Temperatura CMB em z
- Created by
- Renato Passos, Eng. de Software
- Reviewed by
- Renato Passos, Eng. de Software
Last updated: Apr 18, 2026
About this calculator
The Cosmic Microwave Background (CMB) temperature at a given redshift (z) is calculated using T = T₀·(1+z), where T₀ is the current CMB temperature (~2.725 K). This calculation is essential in cosmology to understand how the universe's temperature evolved in the past. Redshift (z) reflects cosmic expansion, with higher z values indicating older, hotter radiation.
The formula assumes the CMB follows Planck's law and that the universe is isotropic and homogeneous. It's applied in studies of cosmic structure formation, gravitational lensing, and distant object analysis. For z > 0, temperature increases linearly, representing a hotter past universe.
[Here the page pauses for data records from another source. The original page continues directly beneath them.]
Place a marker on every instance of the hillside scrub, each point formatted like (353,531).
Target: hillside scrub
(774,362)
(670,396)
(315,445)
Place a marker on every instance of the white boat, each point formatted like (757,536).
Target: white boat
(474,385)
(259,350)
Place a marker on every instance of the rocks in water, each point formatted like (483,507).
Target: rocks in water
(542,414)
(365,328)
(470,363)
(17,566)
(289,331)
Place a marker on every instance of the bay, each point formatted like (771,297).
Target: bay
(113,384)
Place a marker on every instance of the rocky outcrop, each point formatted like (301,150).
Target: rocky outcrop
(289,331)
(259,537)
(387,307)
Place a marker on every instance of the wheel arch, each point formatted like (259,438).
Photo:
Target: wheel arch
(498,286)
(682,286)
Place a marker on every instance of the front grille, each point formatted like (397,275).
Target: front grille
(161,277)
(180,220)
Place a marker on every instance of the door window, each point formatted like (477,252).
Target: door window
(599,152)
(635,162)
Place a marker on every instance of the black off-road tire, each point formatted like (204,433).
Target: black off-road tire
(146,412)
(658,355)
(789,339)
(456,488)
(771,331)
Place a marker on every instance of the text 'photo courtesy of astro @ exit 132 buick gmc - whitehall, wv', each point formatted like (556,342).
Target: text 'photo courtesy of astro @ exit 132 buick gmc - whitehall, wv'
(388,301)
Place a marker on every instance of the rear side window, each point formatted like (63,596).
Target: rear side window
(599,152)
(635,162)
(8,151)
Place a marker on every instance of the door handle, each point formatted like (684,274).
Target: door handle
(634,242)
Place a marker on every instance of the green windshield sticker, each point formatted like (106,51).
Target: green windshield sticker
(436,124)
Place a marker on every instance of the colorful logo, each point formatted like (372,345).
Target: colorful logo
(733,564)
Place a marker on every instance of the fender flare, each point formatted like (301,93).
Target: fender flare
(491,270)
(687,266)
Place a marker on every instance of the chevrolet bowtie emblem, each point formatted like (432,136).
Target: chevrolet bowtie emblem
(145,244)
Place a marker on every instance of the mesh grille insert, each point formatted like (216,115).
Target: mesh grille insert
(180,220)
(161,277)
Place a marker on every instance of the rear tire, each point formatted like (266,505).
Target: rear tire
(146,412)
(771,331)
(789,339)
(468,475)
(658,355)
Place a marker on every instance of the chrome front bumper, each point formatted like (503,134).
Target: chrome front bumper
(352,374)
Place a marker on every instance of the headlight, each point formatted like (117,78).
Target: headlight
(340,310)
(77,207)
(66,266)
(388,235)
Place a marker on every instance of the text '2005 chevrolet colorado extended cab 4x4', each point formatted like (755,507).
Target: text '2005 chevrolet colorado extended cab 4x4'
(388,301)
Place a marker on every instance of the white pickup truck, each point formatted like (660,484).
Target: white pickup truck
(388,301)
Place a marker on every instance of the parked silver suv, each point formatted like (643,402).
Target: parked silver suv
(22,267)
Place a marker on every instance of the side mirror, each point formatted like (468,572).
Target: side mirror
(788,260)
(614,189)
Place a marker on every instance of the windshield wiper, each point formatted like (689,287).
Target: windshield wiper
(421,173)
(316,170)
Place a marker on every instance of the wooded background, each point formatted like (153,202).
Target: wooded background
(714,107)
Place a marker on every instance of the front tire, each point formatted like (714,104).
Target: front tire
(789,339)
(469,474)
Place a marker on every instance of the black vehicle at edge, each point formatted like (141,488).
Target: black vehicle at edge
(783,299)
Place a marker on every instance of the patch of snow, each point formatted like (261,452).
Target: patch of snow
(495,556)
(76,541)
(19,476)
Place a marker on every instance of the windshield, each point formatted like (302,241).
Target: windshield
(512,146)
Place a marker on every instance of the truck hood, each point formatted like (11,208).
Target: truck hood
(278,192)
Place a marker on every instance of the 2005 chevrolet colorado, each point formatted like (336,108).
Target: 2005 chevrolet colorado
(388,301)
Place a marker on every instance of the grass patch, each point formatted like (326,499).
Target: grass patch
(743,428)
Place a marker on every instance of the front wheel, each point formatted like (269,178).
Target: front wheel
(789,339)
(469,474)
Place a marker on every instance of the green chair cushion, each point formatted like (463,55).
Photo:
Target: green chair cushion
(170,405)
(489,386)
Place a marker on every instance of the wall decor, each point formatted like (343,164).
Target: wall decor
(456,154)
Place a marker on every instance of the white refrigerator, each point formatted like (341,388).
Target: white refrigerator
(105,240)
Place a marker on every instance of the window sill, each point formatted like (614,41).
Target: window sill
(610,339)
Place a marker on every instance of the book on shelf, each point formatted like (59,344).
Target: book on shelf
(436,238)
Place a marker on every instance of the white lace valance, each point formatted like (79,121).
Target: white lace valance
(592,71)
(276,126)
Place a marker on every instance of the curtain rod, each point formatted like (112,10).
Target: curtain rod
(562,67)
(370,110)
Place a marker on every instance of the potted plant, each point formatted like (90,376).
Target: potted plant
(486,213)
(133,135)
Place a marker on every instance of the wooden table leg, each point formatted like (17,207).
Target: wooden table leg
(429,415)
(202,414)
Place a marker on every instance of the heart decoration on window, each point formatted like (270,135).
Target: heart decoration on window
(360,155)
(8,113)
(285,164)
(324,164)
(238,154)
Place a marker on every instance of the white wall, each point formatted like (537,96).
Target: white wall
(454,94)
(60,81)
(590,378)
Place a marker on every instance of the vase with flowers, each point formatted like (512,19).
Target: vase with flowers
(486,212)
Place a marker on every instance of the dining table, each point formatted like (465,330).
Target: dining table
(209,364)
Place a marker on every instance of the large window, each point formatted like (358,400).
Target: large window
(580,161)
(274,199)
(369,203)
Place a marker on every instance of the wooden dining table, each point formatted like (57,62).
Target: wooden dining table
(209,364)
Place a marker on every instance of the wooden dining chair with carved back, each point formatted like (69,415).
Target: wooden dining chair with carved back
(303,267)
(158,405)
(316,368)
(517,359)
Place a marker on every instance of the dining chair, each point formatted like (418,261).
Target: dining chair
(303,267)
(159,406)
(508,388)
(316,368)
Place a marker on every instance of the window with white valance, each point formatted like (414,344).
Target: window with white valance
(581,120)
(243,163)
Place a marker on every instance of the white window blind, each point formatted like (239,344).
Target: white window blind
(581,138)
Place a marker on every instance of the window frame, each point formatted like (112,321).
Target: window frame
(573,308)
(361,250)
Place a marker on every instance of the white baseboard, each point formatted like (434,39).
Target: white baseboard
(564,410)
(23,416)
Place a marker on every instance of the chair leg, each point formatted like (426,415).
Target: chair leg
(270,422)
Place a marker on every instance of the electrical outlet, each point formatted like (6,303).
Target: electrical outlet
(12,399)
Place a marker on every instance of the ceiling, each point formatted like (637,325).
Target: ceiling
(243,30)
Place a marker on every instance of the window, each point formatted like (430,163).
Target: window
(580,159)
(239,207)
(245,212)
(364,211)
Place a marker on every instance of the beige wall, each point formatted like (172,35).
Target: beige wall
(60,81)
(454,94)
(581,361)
Note that this is a valid approximation for moderate redshifts (z < 1000). In more complex models, such as non-flat universes or dark energy-dominated scenarios, adjustments may be needed. Always confirm the redshift input validity, as negative or unrealistic values could produce meaningless results.
Frequently asked questions
Why does temperature increase with redshift?
Temperature increases with redshift (z) because the universe was hotter in the past. Higher z values indicate older radiation observed from earlier cosmic times.
What is the current CMB temperature?
The current Cosmic Microwave Background temperature is approximately 2.725 K, measured at the present epoch (z = 0).
Can I use negative redshift values?
No, negative redshift values (z < 0) do not represent physical scenarios, as they would imply a contracted universe in the future.
How does the formula T = T₀·(1+z) work?
The formula relates CMB temperature to redshift: T = T₀·(1+z). Redshift z measures cosmic expansion, and temperature scales with (1+z) due to space-time dilation.